Private Data Lookup (PDL) is a web application that allows users to privately query a server-side data set of breached passwords during account creation. PDL is based on a secure multiparty computation mechanism called Private Set Intersection where two parties holdings sets (of credentials) can compute the intersection of the two sets without revealing their sets to the counterpart. The result is better application security by encouraging the use of stronger passwords and better user privacy by minimizing the information revealed to the server in the password precheck process.

This project is inspired by some excellent work at Meta and Google:

Implementation

PSI

In Private Set Intersection, neither party reveals anything to their counterpart except for the elements in the intersection. This is accomplished using encryption. Hashed passwords are encrypted using secret key $a$ on the frontend and secret key $b$ on the backend. Querying the set of breached passwords is a three step process:

  1. The client sends an encrypted user password $\text{Hash}(p)^a$ to the server.
  2. The server sends the re-encrypted user password $\text{Hash}(p)^{ab}$ and the encrypted breached passwords $\text{Hash}(b_1)^{b}, ...,\text{Hash}(b_n)^{b}$ to the client.
  3. The client partially decrypts the user password using $a^{-1}$ and checks if $\text{Hash}(p)^{aba^{-1}}$ is contained in the set of breached passwords.

If the set intersection is non-empty, the user's password is compromised and should not be used.

Performance Optimization

The initial PSI implementation unreasonably increases critical path latency due to the size of the breached password dataset. To address this challenge, k-anonymity is used. Passwords are partitioned in $k$ buckets based on one or more leaked bytes. Given $n$ leaked bytes, there are $\left[0, (2^8)^n - 1\right]$ buckets. The client generates a partition index using $n$ leaked bytes, and then the server returns a smaller subset of the dataset. The result is a decrease in the number of serialized passwords per request and faster processing times.

This feature involves a tradeoff between user privacy and application performance. The key assumption is that the number of breached passwords is sufficiently large to not reveal identifiable information about individual users. Since real breached password datasets contain billions of passwords [1], each bucket contains millions of passwords. Thus, the assumption holds and the increased leakage involves neglible privacy risk.

Instructions

You need to configure the /frontend and /backend folders initially. See the respective README.mds for more information. After configuration, you can run the application using the following commands.
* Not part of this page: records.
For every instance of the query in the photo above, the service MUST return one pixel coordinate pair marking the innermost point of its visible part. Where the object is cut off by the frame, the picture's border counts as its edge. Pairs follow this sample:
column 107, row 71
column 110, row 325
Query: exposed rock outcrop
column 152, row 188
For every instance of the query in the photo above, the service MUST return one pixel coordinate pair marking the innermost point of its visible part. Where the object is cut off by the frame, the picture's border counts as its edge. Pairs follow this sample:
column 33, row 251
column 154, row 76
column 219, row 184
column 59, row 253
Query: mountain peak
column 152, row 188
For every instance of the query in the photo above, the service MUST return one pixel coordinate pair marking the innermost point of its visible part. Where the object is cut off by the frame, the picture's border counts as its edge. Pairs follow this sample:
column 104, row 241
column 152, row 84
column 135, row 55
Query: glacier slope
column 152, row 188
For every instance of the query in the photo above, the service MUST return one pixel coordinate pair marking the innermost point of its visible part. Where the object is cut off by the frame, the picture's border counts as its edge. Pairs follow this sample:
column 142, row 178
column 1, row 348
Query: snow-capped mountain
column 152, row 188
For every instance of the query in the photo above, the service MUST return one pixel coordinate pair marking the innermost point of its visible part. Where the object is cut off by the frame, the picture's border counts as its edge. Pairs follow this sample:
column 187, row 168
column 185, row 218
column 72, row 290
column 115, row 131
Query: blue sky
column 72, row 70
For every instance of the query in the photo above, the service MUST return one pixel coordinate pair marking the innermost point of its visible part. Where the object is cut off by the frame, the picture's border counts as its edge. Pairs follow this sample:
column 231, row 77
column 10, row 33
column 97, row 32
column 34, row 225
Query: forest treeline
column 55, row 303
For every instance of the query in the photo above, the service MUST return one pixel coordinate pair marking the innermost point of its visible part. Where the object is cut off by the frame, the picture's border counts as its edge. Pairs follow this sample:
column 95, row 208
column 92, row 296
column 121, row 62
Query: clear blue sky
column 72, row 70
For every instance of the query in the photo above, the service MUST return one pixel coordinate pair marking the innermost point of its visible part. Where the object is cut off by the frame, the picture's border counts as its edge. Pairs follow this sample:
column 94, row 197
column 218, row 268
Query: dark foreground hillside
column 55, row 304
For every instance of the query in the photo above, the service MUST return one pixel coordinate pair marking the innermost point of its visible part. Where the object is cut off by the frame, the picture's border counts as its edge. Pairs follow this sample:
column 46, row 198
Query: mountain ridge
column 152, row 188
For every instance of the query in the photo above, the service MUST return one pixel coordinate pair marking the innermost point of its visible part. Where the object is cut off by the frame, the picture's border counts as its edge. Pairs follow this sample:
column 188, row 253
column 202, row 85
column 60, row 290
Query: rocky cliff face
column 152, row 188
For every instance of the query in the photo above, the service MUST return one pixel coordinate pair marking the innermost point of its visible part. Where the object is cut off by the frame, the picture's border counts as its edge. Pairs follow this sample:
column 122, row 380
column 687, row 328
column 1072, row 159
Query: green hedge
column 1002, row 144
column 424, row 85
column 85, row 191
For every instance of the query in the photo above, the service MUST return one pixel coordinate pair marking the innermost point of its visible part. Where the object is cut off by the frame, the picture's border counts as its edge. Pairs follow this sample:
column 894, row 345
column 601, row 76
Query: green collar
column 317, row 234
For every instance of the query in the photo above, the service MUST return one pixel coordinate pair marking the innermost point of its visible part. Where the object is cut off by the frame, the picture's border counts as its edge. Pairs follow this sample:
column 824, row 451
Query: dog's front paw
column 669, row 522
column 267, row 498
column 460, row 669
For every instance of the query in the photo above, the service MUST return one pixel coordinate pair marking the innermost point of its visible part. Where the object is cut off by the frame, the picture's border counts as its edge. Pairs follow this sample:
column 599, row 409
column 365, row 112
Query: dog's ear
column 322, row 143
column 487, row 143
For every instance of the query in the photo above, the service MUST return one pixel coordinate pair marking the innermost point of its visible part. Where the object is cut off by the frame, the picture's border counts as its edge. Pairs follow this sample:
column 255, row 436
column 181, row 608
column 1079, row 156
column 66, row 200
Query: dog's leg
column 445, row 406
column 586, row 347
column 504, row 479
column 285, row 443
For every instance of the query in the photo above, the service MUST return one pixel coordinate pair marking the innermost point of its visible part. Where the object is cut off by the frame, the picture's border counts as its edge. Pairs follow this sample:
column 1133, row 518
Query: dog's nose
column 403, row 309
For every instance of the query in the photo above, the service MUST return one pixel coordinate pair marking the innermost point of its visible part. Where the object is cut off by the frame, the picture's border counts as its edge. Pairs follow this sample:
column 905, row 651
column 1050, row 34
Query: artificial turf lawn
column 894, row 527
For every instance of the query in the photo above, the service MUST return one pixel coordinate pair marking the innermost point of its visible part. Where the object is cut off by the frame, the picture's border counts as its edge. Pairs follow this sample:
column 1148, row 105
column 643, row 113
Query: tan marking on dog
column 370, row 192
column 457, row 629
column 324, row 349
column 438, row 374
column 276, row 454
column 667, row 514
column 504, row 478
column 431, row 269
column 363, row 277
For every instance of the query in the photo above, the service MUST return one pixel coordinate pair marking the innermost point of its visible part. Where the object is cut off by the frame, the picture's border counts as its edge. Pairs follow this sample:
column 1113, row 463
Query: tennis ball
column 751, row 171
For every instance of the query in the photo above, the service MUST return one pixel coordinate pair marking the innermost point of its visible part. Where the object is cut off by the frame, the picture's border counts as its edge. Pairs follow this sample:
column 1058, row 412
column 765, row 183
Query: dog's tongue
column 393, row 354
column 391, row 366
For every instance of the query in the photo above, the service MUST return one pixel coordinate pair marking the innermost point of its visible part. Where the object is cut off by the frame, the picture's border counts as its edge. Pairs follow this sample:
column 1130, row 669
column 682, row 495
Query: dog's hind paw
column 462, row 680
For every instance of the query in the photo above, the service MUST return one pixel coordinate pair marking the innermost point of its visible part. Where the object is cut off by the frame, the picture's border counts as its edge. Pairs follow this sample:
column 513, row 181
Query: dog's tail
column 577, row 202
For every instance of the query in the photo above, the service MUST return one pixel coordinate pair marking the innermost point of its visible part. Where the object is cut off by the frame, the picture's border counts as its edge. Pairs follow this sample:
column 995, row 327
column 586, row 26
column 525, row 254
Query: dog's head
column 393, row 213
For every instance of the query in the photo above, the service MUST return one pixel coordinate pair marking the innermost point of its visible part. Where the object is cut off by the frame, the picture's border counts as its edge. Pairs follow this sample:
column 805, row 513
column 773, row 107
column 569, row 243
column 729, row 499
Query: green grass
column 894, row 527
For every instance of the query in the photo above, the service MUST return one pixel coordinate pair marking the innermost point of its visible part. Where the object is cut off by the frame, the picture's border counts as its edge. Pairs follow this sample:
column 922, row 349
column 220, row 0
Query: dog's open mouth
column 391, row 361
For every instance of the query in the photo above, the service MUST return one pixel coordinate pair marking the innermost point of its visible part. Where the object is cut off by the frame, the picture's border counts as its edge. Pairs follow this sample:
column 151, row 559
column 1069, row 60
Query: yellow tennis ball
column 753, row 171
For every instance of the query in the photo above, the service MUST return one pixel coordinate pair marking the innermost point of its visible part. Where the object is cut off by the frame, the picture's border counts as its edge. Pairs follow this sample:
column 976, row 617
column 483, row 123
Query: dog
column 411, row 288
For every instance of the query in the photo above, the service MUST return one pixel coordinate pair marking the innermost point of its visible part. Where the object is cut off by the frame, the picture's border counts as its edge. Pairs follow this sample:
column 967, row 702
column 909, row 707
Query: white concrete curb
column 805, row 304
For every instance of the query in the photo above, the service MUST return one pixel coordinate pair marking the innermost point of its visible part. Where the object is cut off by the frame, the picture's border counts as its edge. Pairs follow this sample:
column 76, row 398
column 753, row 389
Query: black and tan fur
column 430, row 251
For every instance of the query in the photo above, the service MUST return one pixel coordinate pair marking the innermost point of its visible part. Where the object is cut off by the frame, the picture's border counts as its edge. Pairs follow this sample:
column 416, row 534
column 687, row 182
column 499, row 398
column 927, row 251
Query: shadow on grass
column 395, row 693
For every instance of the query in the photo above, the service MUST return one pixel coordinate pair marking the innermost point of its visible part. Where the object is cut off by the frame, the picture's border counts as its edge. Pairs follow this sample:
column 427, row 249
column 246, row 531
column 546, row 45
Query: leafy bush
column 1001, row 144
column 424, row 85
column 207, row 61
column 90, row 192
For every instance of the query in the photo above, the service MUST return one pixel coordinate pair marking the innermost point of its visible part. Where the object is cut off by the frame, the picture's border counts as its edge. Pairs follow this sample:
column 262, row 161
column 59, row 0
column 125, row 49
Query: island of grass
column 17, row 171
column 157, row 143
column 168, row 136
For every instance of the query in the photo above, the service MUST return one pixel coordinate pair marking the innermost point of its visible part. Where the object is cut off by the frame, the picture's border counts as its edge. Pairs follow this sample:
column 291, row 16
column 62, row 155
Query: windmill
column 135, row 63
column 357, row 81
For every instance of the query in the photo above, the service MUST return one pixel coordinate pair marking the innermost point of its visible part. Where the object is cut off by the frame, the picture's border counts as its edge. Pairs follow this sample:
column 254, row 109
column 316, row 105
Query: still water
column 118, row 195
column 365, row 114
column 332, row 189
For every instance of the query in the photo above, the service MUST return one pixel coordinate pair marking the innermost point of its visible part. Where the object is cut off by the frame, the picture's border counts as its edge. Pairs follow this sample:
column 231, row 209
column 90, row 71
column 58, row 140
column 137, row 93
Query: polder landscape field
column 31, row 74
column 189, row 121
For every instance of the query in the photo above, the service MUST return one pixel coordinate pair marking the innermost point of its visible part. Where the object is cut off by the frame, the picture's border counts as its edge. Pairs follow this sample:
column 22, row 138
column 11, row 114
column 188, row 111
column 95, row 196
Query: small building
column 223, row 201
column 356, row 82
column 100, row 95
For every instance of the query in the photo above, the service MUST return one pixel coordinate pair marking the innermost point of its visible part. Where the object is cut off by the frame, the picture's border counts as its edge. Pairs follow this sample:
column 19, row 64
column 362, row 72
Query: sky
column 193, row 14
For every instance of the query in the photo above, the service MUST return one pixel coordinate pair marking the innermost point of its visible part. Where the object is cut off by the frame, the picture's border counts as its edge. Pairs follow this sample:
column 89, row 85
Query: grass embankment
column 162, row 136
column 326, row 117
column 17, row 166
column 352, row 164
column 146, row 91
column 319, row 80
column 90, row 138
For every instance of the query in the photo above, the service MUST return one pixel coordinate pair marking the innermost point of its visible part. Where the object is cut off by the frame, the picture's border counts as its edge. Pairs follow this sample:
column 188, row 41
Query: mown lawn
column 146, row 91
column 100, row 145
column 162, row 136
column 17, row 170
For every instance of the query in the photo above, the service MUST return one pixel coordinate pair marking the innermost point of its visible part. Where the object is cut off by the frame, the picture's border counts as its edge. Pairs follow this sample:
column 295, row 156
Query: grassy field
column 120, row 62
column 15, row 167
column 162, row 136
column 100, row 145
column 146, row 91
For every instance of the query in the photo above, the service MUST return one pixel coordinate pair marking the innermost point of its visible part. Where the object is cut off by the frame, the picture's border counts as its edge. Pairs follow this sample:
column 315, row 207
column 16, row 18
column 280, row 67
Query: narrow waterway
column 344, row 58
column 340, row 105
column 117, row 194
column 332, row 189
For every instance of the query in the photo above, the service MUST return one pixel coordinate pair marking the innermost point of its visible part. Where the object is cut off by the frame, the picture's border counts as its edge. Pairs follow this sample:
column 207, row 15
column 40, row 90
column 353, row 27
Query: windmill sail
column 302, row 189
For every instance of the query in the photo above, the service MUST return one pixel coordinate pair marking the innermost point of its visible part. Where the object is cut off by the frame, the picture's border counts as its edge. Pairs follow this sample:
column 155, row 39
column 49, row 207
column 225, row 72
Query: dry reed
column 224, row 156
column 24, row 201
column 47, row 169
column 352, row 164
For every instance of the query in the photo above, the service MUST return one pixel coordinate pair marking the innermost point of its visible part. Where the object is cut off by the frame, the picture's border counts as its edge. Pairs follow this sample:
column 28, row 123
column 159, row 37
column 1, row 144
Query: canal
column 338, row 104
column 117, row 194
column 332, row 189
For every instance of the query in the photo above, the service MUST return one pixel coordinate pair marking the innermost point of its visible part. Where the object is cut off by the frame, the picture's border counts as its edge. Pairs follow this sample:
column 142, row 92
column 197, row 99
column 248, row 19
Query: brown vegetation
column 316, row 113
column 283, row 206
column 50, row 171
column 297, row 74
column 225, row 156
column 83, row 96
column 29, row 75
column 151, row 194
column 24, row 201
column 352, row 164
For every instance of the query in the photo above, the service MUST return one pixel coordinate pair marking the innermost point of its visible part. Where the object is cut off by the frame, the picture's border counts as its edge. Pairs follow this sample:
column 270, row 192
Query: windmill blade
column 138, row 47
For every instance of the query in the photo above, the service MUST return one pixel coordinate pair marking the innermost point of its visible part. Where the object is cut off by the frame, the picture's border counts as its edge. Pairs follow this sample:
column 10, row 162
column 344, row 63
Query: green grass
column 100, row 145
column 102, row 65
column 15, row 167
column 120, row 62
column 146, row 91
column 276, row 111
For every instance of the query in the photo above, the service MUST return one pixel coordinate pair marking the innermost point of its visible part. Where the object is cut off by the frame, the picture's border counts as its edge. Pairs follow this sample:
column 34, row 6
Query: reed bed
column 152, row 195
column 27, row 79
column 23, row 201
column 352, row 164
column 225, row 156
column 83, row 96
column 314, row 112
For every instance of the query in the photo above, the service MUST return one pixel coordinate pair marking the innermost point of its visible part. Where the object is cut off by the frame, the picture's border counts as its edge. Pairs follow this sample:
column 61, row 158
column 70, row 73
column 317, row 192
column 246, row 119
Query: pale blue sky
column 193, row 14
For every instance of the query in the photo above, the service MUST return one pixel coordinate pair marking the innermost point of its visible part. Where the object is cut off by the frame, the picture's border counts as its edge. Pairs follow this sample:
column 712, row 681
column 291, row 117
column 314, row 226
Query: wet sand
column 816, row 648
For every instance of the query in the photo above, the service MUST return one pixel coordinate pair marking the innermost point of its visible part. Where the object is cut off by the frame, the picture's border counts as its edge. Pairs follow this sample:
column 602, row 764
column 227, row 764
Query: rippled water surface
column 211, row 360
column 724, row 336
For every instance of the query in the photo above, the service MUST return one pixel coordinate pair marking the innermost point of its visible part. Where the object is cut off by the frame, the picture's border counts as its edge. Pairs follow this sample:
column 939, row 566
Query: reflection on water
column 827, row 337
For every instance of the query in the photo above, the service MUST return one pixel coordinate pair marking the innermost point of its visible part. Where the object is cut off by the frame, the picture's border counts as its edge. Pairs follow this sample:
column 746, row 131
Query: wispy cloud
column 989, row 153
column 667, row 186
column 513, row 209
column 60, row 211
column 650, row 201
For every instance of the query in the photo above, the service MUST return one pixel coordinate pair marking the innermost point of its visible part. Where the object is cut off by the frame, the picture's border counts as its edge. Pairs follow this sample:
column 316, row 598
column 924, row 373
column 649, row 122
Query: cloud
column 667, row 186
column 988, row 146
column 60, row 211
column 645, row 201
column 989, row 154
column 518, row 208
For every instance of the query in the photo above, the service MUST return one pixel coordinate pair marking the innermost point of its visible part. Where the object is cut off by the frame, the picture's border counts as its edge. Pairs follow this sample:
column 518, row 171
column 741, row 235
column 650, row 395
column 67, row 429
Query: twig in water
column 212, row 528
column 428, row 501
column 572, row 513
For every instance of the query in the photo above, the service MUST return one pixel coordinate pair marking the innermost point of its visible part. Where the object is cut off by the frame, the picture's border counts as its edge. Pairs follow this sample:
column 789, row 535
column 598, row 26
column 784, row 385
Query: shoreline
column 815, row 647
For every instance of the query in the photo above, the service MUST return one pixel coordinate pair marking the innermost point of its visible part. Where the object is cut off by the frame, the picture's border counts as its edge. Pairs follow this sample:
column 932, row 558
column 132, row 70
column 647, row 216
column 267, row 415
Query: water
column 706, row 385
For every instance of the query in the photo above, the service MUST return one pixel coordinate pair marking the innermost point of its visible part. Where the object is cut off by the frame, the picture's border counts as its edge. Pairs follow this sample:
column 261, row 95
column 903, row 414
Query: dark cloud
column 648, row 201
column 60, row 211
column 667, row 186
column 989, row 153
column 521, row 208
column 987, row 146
To run the frontend, cd into /frontend and run

yarn dev 

To run the backend, cd into the /backend and compile the program:

make build

Then, you can simply run this command on an existing database: Database file paths should end in .db, like passwords.db.

build/src/server <database filepath>

If you want to build a new database from a new or existing path, you can use the --build flag after the path.

build/src/server <database filepath> --build

Ensure that the backend is running with the frontend, otherwise you will see a server error in the web application.